Das war im März 2006, als die in Baden tagende Jugendsession eine Petition zuhanden der Gemeinden formulierte, eine Petition, die verlangte, dass die Drogen- und Suchtaufklärung an den Schulen früher beginnen und obligatorisch sein müsse. Es war dies nach dem gelungenen Start in Wettingen 2005 die zweite Jugendsession in der Region Baden.

Bereits 2007 fand keine mehr statt. Und jetzt hat der Verein «Megafon» endgültig aufgegeben. Nicole Meier: «Die Durchführung dieser Veranstaltung, die Schülerinnen und Schüler zur politischen Bildung und Partizipation anregen soll, ist bei den Schulen auf kein Interesse mehr gestossen.» Nach einer telefonischen Vororientierung - die allseits positiv aufgenommen worden sei - hatte das «Megafon»-OK im Januar die Schulleitungen von Obersiggenthal, Wettingen und Baden schriftlich über Konzept und Umsetzung orientiert und um Feedback gebeten. Doch ein solches traf weder von Wettingen noch von Obersiggenthal ein. Nur Baden liess sich verlauten: Der Vorlauf von fünf Monaten sei zu kurz. Mindestens drei Vierteljahre wären nötig.

Dem Kernteam des mittlerweile aufgelösten Vereins «Megafon» gehören an: Jonas Fricker, Grossrat Grüne Baden, als Präsident, Nicole Meier, Grossrätin CVP Baden, Karin Bächli, Einwohnerrätin SP Baden, und Manuel Meier, CVP.

Tatsächlich wären die Schulen gefordert gewesen. Im Unterricht müssten sich die 3. Klassen der Bezirks-, Sekundar- und Realstufe, die je zwei Vertreter an die Jugendsession delegieren konnten, mit den Themen auseinandersetzen und einen konkreten Klassenantrag formulieren. Im Unterricht würden auch die Regeln des politischen Meinungsbildungsprozesses vermittelt. Es ist nicht zu bestreiten: Die Schulen hätten zeitliche und personelle Ressourcen frei machen müssen.

Das ist die eine Seite. Auf der anderen Seite ist das Bedauern der «Megafon»-Leute, die sich gewünscht hätten, dass «den Jugendlichen weiterhin via ‹Megafon› der Zugang zu politischer Bildung erleichtert würde».

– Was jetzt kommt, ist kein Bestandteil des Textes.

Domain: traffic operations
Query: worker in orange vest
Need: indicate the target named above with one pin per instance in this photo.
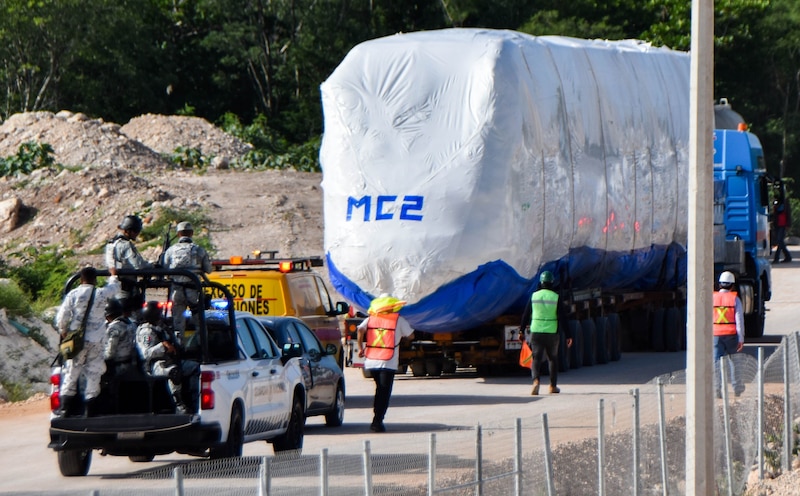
(379, 338)
(728, 325)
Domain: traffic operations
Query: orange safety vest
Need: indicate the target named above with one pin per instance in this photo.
(724, 313)
(380, 336)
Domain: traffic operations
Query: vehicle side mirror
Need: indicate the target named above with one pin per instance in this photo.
(291, 350)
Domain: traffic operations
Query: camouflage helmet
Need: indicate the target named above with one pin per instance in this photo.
(114, 308)
(131, 223)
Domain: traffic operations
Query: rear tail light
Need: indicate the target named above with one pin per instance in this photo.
(55, 391)
(206, 392)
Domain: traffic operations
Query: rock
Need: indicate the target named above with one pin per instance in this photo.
(9, 214)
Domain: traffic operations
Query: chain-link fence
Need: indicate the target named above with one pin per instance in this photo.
(631, 443)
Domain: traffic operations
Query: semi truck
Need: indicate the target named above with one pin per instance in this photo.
(460, 164)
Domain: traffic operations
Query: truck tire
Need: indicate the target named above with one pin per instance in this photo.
(657, 331)
(141, 458)
(335, 417)
(601, 329)
(433, 367)
(672, 340)
(589, 342)
(74, 463)
(615, 337)
(576, 350)
(232, 446)
(292, 439)
(754, 323)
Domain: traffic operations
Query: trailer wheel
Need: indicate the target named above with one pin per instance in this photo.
(615, 338)
(589, 342)
(576, 350)
(672, 329)
(601, 329)
(657, 331)
(418, 368)
(74, 463)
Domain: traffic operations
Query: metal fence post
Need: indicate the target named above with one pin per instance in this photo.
(479, 460)
(432, 465)
(601, 448)
(178, 474)
(662, 431)
(726, 427)
(548, 458)
(264, 477)
(367, 468)
(786, 464)
(761, 406)
(323, 472)
(518, 457)
(636, 477)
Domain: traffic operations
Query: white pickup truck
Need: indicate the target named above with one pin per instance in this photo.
(247, 389)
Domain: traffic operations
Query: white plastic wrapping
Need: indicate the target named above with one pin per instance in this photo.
(473, 146)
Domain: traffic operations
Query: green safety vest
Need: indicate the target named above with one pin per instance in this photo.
(544, 308)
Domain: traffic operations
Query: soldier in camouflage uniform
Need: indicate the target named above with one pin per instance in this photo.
(120, 352)
(89, 361)
(121, 253)
(161, 355)
(185, 254)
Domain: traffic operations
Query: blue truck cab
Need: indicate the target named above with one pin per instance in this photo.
(741, 221)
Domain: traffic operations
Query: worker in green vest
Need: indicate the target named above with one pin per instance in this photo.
(546, 313)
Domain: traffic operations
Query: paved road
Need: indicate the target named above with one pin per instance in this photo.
(419, 406)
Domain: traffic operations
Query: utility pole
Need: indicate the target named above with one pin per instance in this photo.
(700, 274)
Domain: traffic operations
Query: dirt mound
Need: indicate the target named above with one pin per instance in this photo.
(165, 133)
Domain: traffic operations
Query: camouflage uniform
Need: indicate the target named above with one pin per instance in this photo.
(121, 253)
(120, 350)
(159, 362)
(89, 361)
(185, 255)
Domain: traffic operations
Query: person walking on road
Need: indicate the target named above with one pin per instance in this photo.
(728, 327)
(379, 336)
(185, 254)
(547, 316)
(781, 217)
(85, 303)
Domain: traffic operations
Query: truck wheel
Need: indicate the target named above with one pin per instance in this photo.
(233, 445)
(335, 417)
(74, 463)
(576, 350)
(292, 439)
(589, 342)
(615, 338)
(754, 323)
(141, 458)
(672, 329)
(433, 366)
(601, 329)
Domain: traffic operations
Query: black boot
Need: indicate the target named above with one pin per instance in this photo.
(68, 406)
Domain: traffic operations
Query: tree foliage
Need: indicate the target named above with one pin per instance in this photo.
(262, 61)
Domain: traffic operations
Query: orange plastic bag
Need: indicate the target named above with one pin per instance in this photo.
(525, 356)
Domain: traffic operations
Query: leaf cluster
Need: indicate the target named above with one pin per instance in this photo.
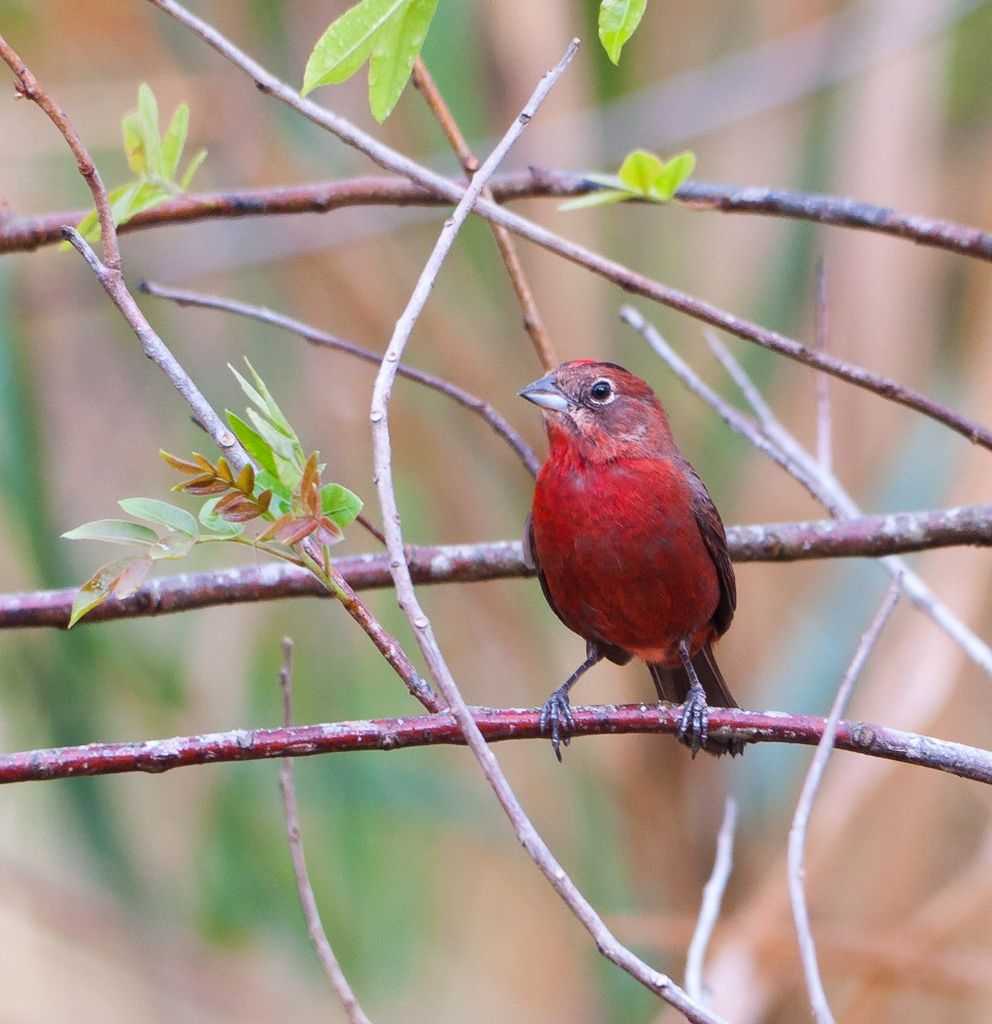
(642, 175)
(388, 34)
(155, 160)
(285, 494)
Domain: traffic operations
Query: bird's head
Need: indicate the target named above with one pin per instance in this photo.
(601, 410)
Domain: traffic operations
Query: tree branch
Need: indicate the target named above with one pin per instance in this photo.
(532, 322)
(495, 725)
(629, 280)
(29, 232)
(796, 840)
(771, 437)
(322, 339)
(308, 901)
(863, 537)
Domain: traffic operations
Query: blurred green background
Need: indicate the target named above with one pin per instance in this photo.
(171, 898)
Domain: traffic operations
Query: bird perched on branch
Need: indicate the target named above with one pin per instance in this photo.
(629, 547)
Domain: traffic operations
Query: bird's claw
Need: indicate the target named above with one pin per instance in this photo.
(557, 722)
(693, 729)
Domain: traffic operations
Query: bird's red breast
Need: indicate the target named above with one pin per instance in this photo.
(630, 549)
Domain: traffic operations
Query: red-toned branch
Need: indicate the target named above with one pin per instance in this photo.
(497, 725)
(863, 537)
(26, 233)
(637, 284)
(111, 276)
(29, 87)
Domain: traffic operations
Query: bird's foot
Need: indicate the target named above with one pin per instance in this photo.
(556, 720)
(693, 729)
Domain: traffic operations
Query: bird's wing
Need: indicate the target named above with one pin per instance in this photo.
(715, 537)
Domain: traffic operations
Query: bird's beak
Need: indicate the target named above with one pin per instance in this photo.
(546, 393)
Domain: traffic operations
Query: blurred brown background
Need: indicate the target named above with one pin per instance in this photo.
(171, 898)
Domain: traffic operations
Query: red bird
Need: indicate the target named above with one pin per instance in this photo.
(629, 547)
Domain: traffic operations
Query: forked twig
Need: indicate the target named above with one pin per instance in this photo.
(308, 901)
(713, 895)
(774, 440)
(632, 282)
(110, 274)
(796, 840)
(606, 942)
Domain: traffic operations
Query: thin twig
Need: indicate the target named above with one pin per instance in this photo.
(796, 840)
(29, 87)
(713, 895)
(824, 424)
(321, 338)
(832, 495)
(110, 274)
(495, 725)
(606, 942)
(772, 438)
(29, 232)
(866, 536)
(532, 322)
(632, 282)
(308, 901)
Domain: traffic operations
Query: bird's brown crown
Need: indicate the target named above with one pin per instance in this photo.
(602, 411)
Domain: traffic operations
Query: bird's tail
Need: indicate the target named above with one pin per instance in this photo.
(673, 684)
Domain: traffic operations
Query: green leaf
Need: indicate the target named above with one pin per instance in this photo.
(128, 581)
(393, 52)
(282, 488)
(174, 140)
(148, 115)
(279, 443)
(152, 510)
(340, 504)
(253, 442)
(214, 522)
(97, 589)
(134, 143)
(348, 41)
(146, 196)
(260, 395)
(676, 172)
(640, 170)
(617, 22)
(114, 530)
(173, 545)
(191, 169)
(601, 198)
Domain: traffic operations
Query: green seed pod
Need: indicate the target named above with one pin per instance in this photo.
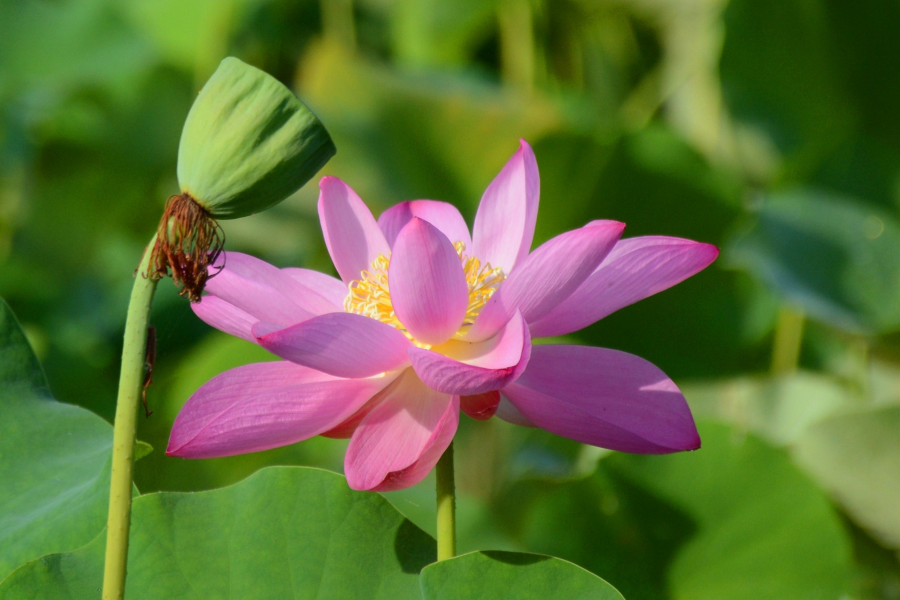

Als Nicole meier ihre Enttäuschung zu Protokoll gibt, ist sie im Zug unterwegs zu einem Debattierwettbewerb, an dem die Kantonsschulen Olten, Reussbühl, Sursee, Wohlen und Zug beteiligt sind: «Jugend debattiert». Das Projekt will Jugendliche zum Debattieren animieren und gipfelt in einem gesamtschweizerischen Wettbewerb. Die Erziehungsdirektorenkonferenz (EDK) hat das Patronat inne.

Das Aus von «Megafon» hat sich bereits früher abgezeichnet. Für das Scheitern allein die Schulen verantwortlich zu machen, wäre zu kurz gegriffen. Bereits 2008 hätte die Verantwortung für die Durchführung der Jugendsession der Jugendarbeit übertragen werden sollen. Vor allem hätten auch Jugendliche selber in die Pflicht genommen werden sollen.

Nach anfänglich positivem Echo kam im Herbst 2009 die Absage: Die Jugendarbeiter krebsten zurück, da ihrer Ansicht nach das «Megafon» den Jugendlichen zu wenig Partizipationsmöglichkeiten bietet. Erst jetzt sprang das ursprüngliche «Megafon»-OK wieder ein, doch irgendwie, so scheint es, war die Luft bei den Schulen schon draussen.